John Jumper, fascinated with protein dynamics, joined Google DeepMind's research team in 2017. Jumper and Hassabis co-led a new venture that used the newest neural networks known as transformers to detect patterns in sequences of amino acids of the 2,00,000-odd proteins whose structures have already been decoded. The much-upgraded version AlphaFold2, published in 2020, was a huge success for monmeric proteins. In the 2020 CASP competition, AlphaFold2's accuracy was virtually identical to X-ray crystallography structures.
Designer proteins
David Baker also competed in the CASP competition. He created another neural network based AI program named Rosetta to predict protein structure and entered the 1998 competition. Even though his algorithm performed relatively well, he decided to try something many had been not able to do successfully. Instead of trying to find the structure from the amino acid sequence; they attempted to find what sequences would yield a given structure like different clothes that fit a tailors dummy. He modified Rosetta to achieve this goal and acquired predictions for amino acid sequences for a desired protein structure.
When a structure was provided, Rosetta first recognised its constituent parts before searching a database of all known proteins for a small piece that matched the detected components. The program then determined the amino acid sequences for that component. As a result, the amino acid sequences for the appropriate protein structure was found in stages.
Baker set out to see if a particular sequence that was found by pairing sequences to the designed structure resulted in the required protein structure.
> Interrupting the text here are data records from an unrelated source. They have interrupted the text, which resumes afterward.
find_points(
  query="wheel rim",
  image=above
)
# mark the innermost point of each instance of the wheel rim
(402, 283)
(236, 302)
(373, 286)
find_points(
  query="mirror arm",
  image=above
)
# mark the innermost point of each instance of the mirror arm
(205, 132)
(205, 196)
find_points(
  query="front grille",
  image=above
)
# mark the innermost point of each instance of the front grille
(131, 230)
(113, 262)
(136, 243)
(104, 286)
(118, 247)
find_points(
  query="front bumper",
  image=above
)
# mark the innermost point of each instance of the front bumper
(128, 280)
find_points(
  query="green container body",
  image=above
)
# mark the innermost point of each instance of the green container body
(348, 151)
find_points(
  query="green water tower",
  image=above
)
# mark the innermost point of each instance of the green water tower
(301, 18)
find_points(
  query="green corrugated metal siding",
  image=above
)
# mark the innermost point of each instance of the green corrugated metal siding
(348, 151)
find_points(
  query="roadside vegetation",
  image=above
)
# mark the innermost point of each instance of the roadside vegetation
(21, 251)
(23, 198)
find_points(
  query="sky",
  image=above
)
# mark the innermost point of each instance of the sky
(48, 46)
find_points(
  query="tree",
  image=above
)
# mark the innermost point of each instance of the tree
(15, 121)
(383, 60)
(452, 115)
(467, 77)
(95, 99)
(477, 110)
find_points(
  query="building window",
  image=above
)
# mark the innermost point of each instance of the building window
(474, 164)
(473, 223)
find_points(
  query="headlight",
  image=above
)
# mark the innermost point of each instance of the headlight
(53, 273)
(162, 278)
His team synthesised the DNA sequence for the required amino acid sequence. They put the DNA into bacteria using genetic engineering and were able to produce the resulting protein His team utilised the age-old technique of X-ray crystallography to determine if the structure of the protein they had produced is identical to the predicted one. They found the one they called Top7, has a nearly similar structure to the one they had designed initially. Thus, Baker demonstrated that functional designer proteins, or proteins with desired features, may be created. These designer proteins are known as 'de novo proteins' as they do not exist in nature and are created using the structure as a guide
Controversy
Baker has made Rosetta's code available as open source for researchers. Google DeepMind has made the AlphaFold2 code publicly available, and over two million people from 190 countries are using it to detect protein structures and conduct drug development research.
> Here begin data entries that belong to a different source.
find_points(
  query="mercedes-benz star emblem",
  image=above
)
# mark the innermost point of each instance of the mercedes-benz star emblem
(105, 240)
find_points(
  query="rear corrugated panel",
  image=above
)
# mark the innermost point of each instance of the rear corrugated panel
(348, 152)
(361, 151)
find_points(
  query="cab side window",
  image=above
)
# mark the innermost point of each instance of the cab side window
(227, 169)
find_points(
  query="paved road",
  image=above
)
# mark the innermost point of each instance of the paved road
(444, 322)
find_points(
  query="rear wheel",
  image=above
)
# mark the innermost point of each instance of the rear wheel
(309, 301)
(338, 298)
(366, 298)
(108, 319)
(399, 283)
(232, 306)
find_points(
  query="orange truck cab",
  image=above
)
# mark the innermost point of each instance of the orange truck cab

However, in May 2024, Google's DeepMind and Isomorphic Labs (a subsidiary of Google Group's parent firm, Alphabet) disclosed AlphaFold3, which works for complexes, as a closed-source technique, prompting condemnation from scientists worldwide. "The AlphaFold3 case is a cautionary tale. While private money might speed scientific advancement, it must not come at the price of open research," says S Krishnaswamy, a retired professor at Madurai Kamaraj University's School of Biotechnology and also in All-India People's Science Network.
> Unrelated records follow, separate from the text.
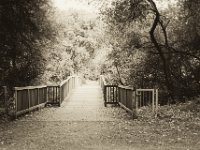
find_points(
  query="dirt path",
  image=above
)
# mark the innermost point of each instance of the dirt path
(82, 122)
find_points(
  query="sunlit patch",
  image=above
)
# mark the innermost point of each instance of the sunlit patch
(73, 4)
(164, 4)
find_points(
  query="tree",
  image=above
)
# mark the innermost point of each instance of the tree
(25, 29)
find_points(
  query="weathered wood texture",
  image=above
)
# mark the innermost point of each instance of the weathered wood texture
(129, 98)
(32, 97)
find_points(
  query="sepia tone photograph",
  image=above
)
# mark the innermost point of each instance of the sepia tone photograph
(99, 75)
DeepMind did not reveal the whole code or the model's inner workings; instead, it provided a simplified algorithm description and a web server for restricted use. "Companies have a valid interest in protecting their investments, but excessive IP restrictions can hinder scientific progress and limit the societal benefits of innovation", according to him. "The limits of AlphaFold3 in terms of access present ethical problems. Restricted access has the potential to limit AlphaFold3's use for drug development to well-funded universities and enterprises. This might drastically slow the development of life-saving therapies, especially for illnesses affecting impoverished countries," he noted.